I am of the strong opinion that separating the View-specific code (command line handling) from the rest of the app is a good practice in general, and is critical to allow easier automated testing of the app’s logic. As for the separation of Controller and Model in a CLI app, well, it depends on the size of the codebase really.

Tweaks

Now, in theory, given that MVC is a layered design, the View layer can only interact with the Controller layer, and the Controller layer can only interact with the Model layer. This sounds nice, but in practice, expressing these layers in code becomes tricky as soon as you introduce high-level data types to represent the in-memory state of the program. And I’m a fan of using high-level types to validate program correctness at compile time as much as possible.

Consider this example: your service has a Person structure. Person instances are created in the Model layer based on a query to the database. The Controller layer calls into the model layer to obtain Person instances, and returns those to the View layer. The View layer serializes those objects as JSON to return them as part of an API call. So, the question is: where is the Person type defined? It needs to be defined under the Model layer because this is the lowest layer that needs the type… but then… the View layer must skip the Controller layer in order to reach for the Person type definition. Conceptually that’s probably OK, but in code this means adding a build-time dependency between the View and Model layers—a dependency that should not exist.

This is why I have found it useful to extend this layered architecture with two extra “layers”: a Data model layer which provides dumb high-level data types to represent the data the application manages, and a Utilities layer that encapsulates code that’s not specific to the app and that could/should well live in a separate (possibly third-party) library. With these in mind, we end up with the following code structure:

Structure of the MVC layers with other layers.

It’s critical to note that the objects in the Data model do not encapsulate data access operations: they are not DAOs in the traditional sense of OOO programming.

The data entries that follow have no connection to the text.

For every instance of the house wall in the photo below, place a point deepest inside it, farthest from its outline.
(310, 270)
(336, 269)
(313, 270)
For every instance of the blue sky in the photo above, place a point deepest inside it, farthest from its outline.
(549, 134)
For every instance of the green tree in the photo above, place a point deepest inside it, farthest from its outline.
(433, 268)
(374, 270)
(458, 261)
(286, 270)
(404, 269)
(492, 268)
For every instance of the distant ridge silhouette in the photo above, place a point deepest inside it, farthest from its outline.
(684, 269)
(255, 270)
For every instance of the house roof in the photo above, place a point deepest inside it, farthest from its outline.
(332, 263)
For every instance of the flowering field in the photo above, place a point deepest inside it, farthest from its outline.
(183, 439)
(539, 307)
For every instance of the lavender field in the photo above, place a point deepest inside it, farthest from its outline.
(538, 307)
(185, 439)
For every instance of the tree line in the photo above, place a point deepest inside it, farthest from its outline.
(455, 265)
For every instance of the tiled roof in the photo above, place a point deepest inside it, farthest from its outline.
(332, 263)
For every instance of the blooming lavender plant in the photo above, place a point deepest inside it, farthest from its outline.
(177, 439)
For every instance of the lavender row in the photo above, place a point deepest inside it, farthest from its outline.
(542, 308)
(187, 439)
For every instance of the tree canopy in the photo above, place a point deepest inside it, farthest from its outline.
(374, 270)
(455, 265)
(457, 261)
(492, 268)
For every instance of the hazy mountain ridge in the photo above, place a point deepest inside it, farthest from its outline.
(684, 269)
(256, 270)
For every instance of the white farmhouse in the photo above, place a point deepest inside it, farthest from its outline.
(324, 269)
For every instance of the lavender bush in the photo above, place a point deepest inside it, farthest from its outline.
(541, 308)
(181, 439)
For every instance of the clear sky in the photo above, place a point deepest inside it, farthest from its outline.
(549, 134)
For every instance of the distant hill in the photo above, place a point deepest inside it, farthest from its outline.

These types are pure in-memory representations of application data with no logic in them. Obtaining instances of these objects from storage and modifying their persisted representation must all happen via direct calls to database layer operations.

Anyway. I do not like to get hung up with naming and trying to shoehorn designs into strict “patterns” when those do not apply. What I described isn’t really MVC if you are a purist, but it’s nice to see how old concepts from the 70s–80s still make sense today with minor tweaks. What I will say, though, is that every time I’ve sensed this split made sense and cut corners anway because the split seemed to complicate things upfront… I ended up suffering the consequences very quickly. In particular, development agility slows downs as it becomes hard to reason about changes, and unit testing soon becomes impossible.